Brown freckles can appear on the iris over time, and although most are harmless, they can sometimes be cancerous. Some conditions, such as Fuchs heterochromatic iridocyclitis, can cause pigment loss in the iris, which makes the eyes appear lighter.


Several different genes play a role in determining the color of your eyes. Most have something to do with the transport, production and storage of melanin. Melanin is a pigment found in the skin, hair, and eyes. A higher amount of melanin in the iris will lead to brown eyes, while a lower amount may mean green, blue or gray eyes.

While scientists, and probably their biology teacher in high school, used to think that inheriting eye color was simply a matter of dominant, recessive genes, they now know it’s not.

For example, two people with brown eyes may have a baby with light eyes. Brown eyes are common, but there is not a single dominant gene for brown eye color as previously thought.

In addition to the amount of melanin produced, its amount in the anterior and posterior parts of the iris, as well as the composition of the middle layer of the stroma, determine the color of the eyes. There are many genes involved in defining these variables, and much of that is still not understood.

It is possible to change the color of the eyes with cosmetic contact lenses, but you should be careful because improper use increases the chances of infection. The AAO recommends consulting an eye care professional before wearing cosmetic contact lenses. You should also not buy contact lenses that do not require a prescription.
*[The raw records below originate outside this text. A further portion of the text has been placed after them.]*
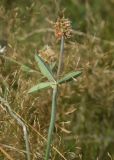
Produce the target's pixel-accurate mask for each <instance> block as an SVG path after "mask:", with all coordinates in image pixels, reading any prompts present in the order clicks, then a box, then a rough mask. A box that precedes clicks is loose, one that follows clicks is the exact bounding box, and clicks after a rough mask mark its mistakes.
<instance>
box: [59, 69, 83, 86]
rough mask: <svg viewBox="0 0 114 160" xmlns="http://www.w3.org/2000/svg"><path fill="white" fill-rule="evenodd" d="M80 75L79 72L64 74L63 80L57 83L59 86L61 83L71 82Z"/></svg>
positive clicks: (78, 71) (81, 73) (77, 71)
mask: <svg viewBox="0 0 114 160" xmlns="http://www.w3.org/2000/svg"><path fill="white" fill-rule="evenodd" d="M81 74H82V72H81V71H76V72H75V71H74V72H70V73H68V74H66V75H65V76H64V77H63V78H61V79H60V80H58V83H59V84H61V83H65V82H69V81H72V80H73V78H77V77H78V76H80V75H81Z"/></svg>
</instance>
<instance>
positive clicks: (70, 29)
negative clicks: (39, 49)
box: [54, 17, 72, 40]
mask: <svg viewBox="0 0 114 160" xmlns="http://www.w3.org/2000/svg"><path fill="white" fill-rule="evenodd" d="M54 29H55V37H56V38H57V39H58V40H60V39H61V37H62V36H64V38H65V39H67V38H70V37H71V34H72V27H71V22H70V21H69V20H68V19H66V18H64V17H62V18H60V17H58V18H57V21H56V22H55V24H54Z"/></svg>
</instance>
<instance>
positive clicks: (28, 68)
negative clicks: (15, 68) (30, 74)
mask: <svg viewBox="0 0 114 160" xmlns="http://www.w3.org/2000/svg"><path fill="white" fill-rule="evenodd" d="M21 69H22V70H23V71H25V72H33V70H32V69H31V68H30V67H28V66H26V65H22V66H21Z"/></svg>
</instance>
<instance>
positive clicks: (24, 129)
mask: <svg viewBox="0 0 114 160" xmlns="http://www.w3.org/2000/svg"><path fill="white" fill-rule="evenodd" d="M0 101H1V102H2V103H3V104H4V105H5V106H6V108H5V109H6V110H7V111H8V113H9V114H10V115H11V117H12V118H14V119H15V120H16V121H17V123H18V124H19V125H20V126H21V127H22V128H23V134H24V140H25V146H26V159H27V160H30V148H29V140H28V133H27V128H26V125H25V124H24V122H23V121H22V120H21V119H20V118H19V116H17V115H16V114H15V113H14V111H13V110H12V109H11V107H10V105H9V103H8V102H7V101H6V100H5V99H4V98H2V97H0ZM2 107H3V106H2ZM3 109H4V107H3Z"/></svg>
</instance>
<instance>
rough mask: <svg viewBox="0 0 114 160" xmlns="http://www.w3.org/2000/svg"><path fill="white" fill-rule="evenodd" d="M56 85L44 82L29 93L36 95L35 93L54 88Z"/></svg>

The AAO also warns against surgery to change the color of your eyes. This type of surgery can have serious side effects, such as blindness and vision problems.

Eye color and health

Eye color may seem like something that’s just about how you look. However, some research suggests that certain eye colors may increase a person’s risk of certain diseases.
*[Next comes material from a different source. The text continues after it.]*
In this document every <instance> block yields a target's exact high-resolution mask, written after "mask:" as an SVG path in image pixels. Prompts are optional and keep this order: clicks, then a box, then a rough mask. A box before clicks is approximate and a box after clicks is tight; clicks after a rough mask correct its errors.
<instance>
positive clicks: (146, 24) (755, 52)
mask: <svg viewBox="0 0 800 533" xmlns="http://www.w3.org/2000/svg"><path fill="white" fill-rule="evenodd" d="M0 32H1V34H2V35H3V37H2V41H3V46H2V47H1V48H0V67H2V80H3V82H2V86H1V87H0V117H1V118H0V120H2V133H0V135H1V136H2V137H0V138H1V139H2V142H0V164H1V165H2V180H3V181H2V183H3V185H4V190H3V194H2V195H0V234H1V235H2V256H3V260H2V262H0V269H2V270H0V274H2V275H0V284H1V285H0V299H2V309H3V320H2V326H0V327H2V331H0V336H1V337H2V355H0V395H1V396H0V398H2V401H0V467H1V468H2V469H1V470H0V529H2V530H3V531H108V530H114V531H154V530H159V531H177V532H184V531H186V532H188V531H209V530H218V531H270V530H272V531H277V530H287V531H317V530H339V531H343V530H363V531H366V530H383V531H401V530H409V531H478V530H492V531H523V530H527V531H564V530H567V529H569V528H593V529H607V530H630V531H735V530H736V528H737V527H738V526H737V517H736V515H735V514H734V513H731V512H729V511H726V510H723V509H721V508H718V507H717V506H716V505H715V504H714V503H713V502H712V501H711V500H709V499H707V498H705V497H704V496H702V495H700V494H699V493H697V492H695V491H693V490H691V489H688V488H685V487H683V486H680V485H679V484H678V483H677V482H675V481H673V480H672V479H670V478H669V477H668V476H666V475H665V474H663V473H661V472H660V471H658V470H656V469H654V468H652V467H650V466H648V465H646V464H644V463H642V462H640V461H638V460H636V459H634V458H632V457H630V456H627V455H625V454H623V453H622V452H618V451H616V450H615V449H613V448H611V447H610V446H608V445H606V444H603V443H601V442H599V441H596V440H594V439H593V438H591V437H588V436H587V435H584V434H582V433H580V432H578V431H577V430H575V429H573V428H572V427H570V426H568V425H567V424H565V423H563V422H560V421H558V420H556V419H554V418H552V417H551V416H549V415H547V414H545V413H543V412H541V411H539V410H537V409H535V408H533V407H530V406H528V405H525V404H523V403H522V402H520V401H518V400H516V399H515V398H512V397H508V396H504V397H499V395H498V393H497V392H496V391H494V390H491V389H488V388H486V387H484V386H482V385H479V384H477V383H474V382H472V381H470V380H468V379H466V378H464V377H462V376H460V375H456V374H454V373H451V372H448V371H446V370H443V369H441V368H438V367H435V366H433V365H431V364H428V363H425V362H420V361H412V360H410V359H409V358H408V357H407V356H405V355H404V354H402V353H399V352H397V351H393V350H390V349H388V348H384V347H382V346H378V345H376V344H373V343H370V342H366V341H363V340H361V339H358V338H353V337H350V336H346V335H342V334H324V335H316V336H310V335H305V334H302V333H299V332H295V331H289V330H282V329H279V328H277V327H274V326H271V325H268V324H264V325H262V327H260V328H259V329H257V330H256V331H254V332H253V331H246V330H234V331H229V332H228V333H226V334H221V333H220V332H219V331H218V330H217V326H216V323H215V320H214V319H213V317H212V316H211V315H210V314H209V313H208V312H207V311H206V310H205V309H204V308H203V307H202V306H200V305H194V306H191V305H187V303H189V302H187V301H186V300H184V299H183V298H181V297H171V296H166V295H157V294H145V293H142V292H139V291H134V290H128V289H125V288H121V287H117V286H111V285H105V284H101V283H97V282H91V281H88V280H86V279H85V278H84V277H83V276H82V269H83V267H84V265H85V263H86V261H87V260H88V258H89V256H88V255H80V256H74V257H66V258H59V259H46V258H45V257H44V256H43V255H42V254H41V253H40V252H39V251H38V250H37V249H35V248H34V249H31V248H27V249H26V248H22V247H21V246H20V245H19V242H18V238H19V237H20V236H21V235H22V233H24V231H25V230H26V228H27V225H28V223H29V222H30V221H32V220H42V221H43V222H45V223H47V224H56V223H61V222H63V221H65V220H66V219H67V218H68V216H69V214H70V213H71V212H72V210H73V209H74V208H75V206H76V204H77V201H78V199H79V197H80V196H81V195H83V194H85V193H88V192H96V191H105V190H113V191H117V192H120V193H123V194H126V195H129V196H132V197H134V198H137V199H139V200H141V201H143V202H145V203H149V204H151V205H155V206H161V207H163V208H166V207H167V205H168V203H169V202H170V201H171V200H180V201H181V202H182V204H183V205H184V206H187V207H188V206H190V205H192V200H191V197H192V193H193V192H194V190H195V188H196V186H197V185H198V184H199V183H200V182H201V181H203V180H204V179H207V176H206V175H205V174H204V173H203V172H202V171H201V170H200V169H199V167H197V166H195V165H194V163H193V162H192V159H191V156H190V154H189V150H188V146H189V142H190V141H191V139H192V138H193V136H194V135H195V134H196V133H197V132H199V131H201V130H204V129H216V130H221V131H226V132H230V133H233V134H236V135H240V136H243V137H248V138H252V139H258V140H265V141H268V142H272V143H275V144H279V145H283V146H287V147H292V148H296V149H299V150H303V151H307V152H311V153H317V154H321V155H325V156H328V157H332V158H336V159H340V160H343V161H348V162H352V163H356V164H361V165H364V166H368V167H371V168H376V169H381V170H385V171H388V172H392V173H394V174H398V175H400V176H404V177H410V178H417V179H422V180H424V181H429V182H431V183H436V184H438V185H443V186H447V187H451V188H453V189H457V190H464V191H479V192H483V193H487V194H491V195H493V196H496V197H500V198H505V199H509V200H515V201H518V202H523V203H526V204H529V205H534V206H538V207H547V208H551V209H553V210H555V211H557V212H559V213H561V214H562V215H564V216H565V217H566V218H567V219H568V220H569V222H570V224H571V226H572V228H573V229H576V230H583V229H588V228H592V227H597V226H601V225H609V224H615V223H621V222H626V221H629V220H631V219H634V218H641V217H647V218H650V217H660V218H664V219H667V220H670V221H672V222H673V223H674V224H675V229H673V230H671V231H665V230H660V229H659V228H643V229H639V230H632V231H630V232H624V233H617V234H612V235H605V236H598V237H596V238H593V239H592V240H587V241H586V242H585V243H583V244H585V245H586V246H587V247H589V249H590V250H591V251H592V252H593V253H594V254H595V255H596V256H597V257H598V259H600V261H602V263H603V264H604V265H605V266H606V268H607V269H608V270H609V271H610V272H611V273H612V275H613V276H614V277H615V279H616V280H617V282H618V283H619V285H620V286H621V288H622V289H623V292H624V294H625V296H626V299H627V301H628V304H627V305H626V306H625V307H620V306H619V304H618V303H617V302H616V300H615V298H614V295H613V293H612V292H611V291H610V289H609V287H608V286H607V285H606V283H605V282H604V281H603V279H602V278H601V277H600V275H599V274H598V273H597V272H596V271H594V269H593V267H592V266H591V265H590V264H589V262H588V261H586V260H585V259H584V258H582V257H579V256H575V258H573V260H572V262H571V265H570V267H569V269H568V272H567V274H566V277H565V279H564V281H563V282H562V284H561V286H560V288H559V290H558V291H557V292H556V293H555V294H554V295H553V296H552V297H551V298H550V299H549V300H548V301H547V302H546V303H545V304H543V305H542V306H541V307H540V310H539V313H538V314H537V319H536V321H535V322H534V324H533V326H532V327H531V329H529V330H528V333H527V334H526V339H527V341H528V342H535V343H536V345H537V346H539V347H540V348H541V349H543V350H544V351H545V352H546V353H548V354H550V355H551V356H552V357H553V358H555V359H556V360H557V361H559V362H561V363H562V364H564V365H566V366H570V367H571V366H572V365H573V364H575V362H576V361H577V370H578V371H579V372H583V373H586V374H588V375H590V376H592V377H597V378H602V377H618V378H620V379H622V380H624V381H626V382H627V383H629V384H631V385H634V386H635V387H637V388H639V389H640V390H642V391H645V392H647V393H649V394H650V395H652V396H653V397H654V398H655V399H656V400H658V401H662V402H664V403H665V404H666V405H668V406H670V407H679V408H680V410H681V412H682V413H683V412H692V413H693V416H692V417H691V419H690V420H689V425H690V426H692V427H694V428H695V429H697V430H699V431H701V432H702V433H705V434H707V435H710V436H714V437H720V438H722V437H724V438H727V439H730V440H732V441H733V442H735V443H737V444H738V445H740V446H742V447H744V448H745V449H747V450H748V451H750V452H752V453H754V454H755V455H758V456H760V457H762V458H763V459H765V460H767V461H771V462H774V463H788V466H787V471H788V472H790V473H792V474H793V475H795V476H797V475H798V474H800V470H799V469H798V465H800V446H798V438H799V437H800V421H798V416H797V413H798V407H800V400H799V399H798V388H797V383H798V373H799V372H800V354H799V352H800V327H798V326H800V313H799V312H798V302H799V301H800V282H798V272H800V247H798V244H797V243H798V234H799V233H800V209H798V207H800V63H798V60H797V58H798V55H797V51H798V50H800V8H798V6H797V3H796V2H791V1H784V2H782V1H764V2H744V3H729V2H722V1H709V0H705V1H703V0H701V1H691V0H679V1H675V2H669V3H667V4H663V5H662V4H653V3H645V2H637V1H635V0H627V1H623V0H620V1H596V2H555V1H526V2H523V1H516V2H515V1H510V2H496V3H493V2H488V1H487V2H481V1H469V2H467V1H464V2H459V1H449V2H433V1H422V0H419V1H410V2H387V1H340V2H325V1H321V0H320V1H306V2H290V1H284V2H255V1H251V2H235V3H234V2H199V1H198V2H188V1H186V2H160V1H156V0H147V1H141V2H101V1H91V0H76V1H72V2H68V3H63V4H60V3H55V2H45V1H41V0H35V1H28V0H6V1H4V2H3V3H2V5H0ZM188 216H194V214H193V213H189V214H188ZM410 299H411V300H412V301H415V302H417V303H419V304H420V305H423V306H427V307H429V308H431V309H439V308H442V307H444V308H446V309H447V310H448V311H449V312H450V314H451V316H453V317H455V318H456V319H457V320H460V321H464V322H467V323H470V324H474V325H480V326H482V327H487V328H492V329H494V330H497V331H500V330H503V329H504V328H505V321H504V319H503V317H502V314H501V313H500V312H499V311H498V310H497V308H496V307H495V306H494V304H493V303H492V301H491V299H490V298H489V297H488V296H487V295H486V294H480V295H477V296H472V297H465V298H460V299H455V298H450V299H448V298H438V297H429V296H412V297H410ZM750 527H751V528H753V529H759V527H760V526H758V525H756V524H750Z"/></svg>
Research conducted in 2011, for example, suggests a link between blue eyes and diabetes 1 type. Similarly, a 2015 review suggests a possible link between eye color and hearing loss. The data indicate the possibility that people with darker eyes may have a reduced risk of non-age-related hearing loss.
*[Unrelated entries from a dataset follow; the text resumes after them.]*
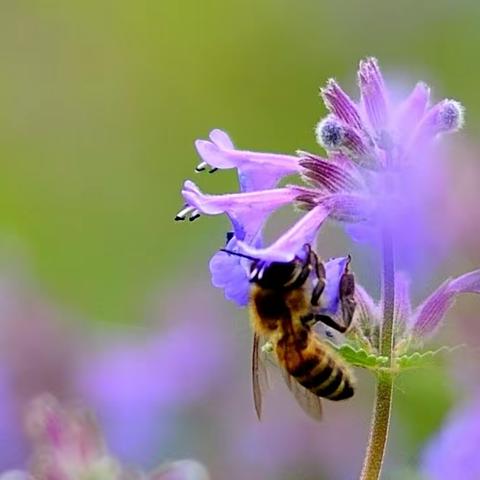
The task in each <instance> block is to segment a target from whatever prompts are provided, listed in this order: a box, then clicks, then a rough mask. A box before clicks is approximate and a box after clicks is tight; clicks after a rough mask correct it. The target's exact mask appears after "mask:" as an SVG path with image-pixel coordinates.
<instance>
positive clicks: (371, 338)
mask: <svg viewBox="0 0 480 480" xmlns="http://www.w3.org/2000/svg"><path fill="white" fill-rule="evenodd" d="M355 301H356V302H357V306H356V308H355V315H354V317H353V322H352V323H353V333H354V334H357V335H358V336H359V337H360V341H361V342H363V343H367V344H369V345H370V346H371V347H373V349H374V350H377V351H378V349H379V338H380V324H381V320H380V308H379V307H378V305H377V304H376V303H375V301H374V300H373V298H372V297H371V296H370V294H369V293H368V292H367V291H366V290H365V289H364V288H363V287H362V286H361V285H359V284H358V283H357V284H356V285H355Z"/></svg>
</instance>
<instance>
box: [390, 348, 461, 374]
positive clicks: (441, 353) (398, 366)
mask: <svg viewBox="0 0 480 480" xmlns="http://www.w3.org/2000/svg"><path fill="white" fill-rule="evenodd" d="M462 347H463V345H455V346H453V347H449V346H443V347H440V348H437V350H427V351H425V352H413V353H408V354H405V355H401V356H400V357H398V358H397V359H396V365H397V367H398V369H399V370H400V371H403V370H408V369H411V368H421V367H426V366H429V365H432V364H434V363H435V361H436V360H438V358H439V357H440V356H441V355H444V354H448V353H452V352H454V351H455V350H458V349H459V348H462Z"/></svg>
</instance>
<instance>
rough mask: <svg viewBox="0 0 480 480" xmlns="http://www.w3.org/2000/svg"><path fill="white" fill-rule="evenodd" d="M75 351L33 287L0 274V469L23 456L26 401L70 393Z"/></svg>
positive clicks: (57, 319) (53, 309)
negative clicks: (37, 398) (21, 419)
mask: <svg viewBox="0 0 480 480" xmlns="http://www.w3.org/2000/svg"><path fill="white" fill-rule="evenodd" d="M77 353H78V350H77V345H76V343H75V341H74V336H73V332H72V331H71V329H69V328H68V326H67V324H66V323H65V322H62V321H61V313H60V312H59V310H58V308H56V307H54V306H52V305H51V304H50V302H48V300H46V299H45V298H44V297H43V296H42V295H41V294H40V293H39V292H38V291H36V289H35V288H33V287H32V286H31V285H29V284H28V283H26V282H25V281H20V280H18V279H15V277H13V276H12V275H10V277H7V276H6V274H5V273H4V274H3V275H2V276H1V278H0V405H1V408H0V445H1V448H0V469H4V468H10V467H12V466H13V465H15V464H18V462H20V460H21V459H22V458H24V457H25V454H26V448H27V446H26V439H25V437H24V433H23V431H22V429H21V426H20V425H21V422H22V420H21V418H22V415H23V411H24V409H25V408H26V405H27V404H28V403H29V402H30V400H31V398H32V397H34V396H37V395H39V394H40V393H42V392H44V391H50V392H52V393H53V394H55V395H56V396H58V397H59V398H64V397H66V396H69V395H70V394H71V393H72V392H73V383H74V382H73V378H74V376H75V373H74V372H75V362H76V356H77Z"/></svg>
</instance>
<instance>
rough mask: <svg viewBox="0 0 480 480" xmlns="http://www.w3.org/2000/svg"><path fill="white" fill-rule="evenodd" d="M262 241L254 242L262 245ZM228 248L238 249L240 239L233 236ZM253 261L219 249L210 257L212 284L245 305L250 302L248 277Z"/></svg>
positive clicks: (241, 303)
mask: <svg viewBox="0 0 480 480" xmlns="http://www.w3.org/2000/svg"><path fill="white" fill-rule="evenodd" d="M260 244H261V242H260V241H257V242H254V245H257V246H260ZM225 248H226V250H230V251H235V250H237V249H238V240H237V238H236V237H235V236H233V237H232V238H231V239H230V241H229V242H228V243H227V245H226V247H225ZM250 265H251V261H250V260H247V259H245V258H242V257H239V256H236V255H230V254H228V253H226V252H223V251H219V252H217V253H216V254H215V255H214V256H213V257H212V258H211V259H210V264H209V268H210V273H211V276H212V285H213V286H214V287H217V288H221V289H222V290H223V291H224V293H225V298H226V299H227V300H230V301H232V302H235V303H236V304H237V305H239V306H241V307H244V306H245V305H247V304H248V299H249V295H250V282H249V279H248V275H249V271H250Z"/></svg>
A 2014 study presented at the American Pain Society meeting in 2014 found that women with light eyes had a higher tolerance for pain during pregnancy than women with darker eyes. However, it should be noted that the sample size for this study was relatively small, with a total of 58 women.

A similar small study of 60 subjects showed the same when testing pressure pain thresholds and cold-related pain. However, remember that correlation is not equal to causality, and more research is needed to prove these effects.

Frequently asked questions

  • Gray eyes are very rare, but it is difficult to say exactly what percentage of the population has them. People with gray eyes are often considered people with blue eyes, who make up 27% of the U.S. population.

  • Yes, a person may have red eyes by nature, but they are rather light red or pink rather than bright red. This can happen to people with albinism, a condition in which less pigment forms in a person’s skin, eyes, and hair. If a person with albinism has a clear iris due to a lack of melanin, the blood vessels in their eyes become visible and result in a light red and pink color.

  • Eye discoloration can be caused by genetics, disease, medications, and injuries. For example, some medicines that treat glaucoma, a condition that causes increased eye pressure, can cause eye color to change over time.

  • About 18% of the American population has brown eyes. This occurs because of the light brown pigment in the iris that interacts with blue light in the eye, causing the eyes to turn green, speckled, or brown.